- Author: Robert Johnson
ESRI's Developer Summit in Palm Springs is taking place this week. It is a much smaller, more tightly focused event than the User Conference which takes place later in the summer. While the UC covers everything ESRI has to offer, the Dev Summit is all about developing applications within the ArcGIS environment.
I am fortunate enough to be attending this year; here are some highlights from Day One:
The opening plenary session was jam-packed with updates to the ArcGIS platform, some recently implemented and others still in development. One of the most interesting from my point of view is the new Smart Mapping feature built into ArcGIS Online. Smart Mapping is a simple, yet powerful data symbolization tool which presents the user with a set of "smart" defaults driven by analysis of the data loaded into the map. Users with little to no experience in cartographic design can load a dataset into the map and then easily apply styling to that data to tell the story that they want. Heat maps, attribute based transparencies and continuous color ramps with variable range sliders are all available with just a click of the mouse. This is another step in the devlopment of ArcGIS Online to make it painless for anyone to create rich, meaningful maps.
Another great new technology showcased today are vector tile maps. Unlike tradition raster-based map tiles, vector tiles are subdivided based on data density rather than a fixed grid overlay. This allows for much smaller tile sets with near instantaneous draw speeds. Watching one of the ESRI devs pan and zoom around a vector tile based webmap and seeing almost no lag in data refresh was really incredible. ESRI plans on relaseing this technology progressively over the course of 2015.
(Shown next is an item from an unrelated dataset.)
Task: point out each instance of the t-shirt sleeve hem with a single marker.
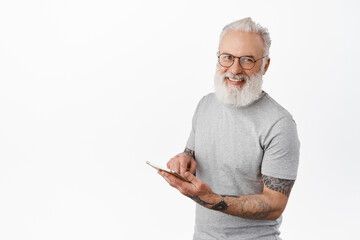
(277, 175)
One of the more interesting aspects of the conference so far was the way ESRI seem to be pushing ArcGIS Pro. They're still maintaining that it's not going to replace the traditional ArcGIS Desktop environment (which is scheduled for a new release at the end of the year) but the fact that they're pushing it so hard and that certain features (such as the aforementioned vector tile maps) are only available through Pro lead me to believe the traditional desktop environment is going to be slowly phased out.